Enterramientos bajo la Nave Central

Aquí se encuentran dos grandes Arzbispos del siglo XX: Mons. Luis Durou y Suré, originario de Francia. Gran misionero paulino, fue nombrado XIV Arzobispo de Guatemala. Se le recuerda como un hombre bondadoso, humilde, pobre. Murió en 1938. También se encuentran aquí los restos del querido y recordado Cardenal Mario Casariego y Acevedo, originario de Oviedo, España, y quien llegó a ser sacerdote somasco con la ayuda de Mons. Mariano Rossell y Arellano. Fue precisamente escogido para ser el sucesor de Mons. Rossell; elevado a la dignidad cardenalicia, murió en 1983 después de haber visto al Papa Juan Pablo II por primera vez en Guatemala. También estàn aquí otros prelados. Son ellos el Dr. Francisco Espinoza y Palacios (+1889) y su hermano Manuel Cecilio Espinoza y Palacios (+ 1868), los canónigos Pedro García (+ 1889) y Manuel González (+1894). Todos ellos fueron gobernadores del arzobispado durante el exilio de Mons. Piñol y Aycinena. Finalmente se puede observar la tumba del Dr. Gonzalo de la Cerda Alejos (+ 1967).

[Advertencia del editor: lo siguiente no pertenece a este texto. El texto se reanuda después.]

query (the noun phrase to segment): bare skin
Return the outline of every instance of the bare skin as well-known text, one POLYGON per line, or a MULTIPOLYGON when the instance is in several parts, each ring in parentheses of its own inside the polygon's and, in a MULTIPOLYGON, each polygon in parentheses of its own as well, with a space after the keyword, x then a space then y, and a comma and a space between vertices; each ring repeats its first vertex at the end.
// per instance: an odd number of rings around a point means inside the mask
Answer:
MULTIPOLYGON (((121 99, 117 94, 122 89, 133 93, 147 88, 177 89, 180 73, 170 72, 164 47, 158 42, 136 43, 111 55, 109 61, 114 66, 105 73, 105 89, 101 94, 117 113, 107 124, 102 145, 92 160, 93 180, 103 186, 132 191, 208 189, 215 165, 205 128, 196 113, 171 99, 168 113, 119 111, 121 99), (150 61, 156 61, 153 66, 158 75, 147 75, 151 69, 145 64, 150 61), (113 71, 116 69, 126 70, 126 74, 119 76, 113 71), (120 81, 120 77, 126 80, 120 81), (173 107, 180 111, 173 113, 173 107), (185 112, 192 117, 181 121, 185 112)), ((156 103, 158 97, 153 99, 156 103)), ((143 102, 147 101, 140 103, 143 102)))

Cripta de la Sacristía Mayor.

Está ubicada precisamente bajo la sacristía de la Catedral. En ella se encuentran sepultados dos arzobispos: Mons. Luis Javier Muñoz y Capurón (quien murió en el exilio en 1927 y fue traido a Guatemala en 1945) y el querido y recientemente fallecido Mons. Próspero Penados del Barrio (único arzobispo que pudo entregar la diócesis a su sucesor, permaneciendo como emérito desde 2001 hasta 2005 cuando murió). También están varios obispos auxiliares de la Arquidiócesis: Mons. José Rafael González Estrada (+ 1994) y Mons. Luis Mario Martínez de Lejarza (+ 1980). Particular atención merece la tumba de Mons. Juan José Gerardi Conedera, quien fuera obispo de la Verapaz, posteriormente de Santa Cruz del Quiché y, a su salida de dicha diócesis por causa del conflicto armado interno, auxiliar de la Arquidiócesis de Guatemala. Gran impulsor de la Oficina de Derechos Humanos del Arzobispado y el Proyecto Interdiocesano para la recuperación de la memoria histórica del conflicto armado interno, fue brutlmente asesinado el 26 de abril de 1998. Finalmente se encuentran aquí también los restos de varios prelados, así como los del Presidente Vitalicio Rafael Carrera (+ 1865) y los del Mariscal de Campo Serapio Cruz (+ 1870).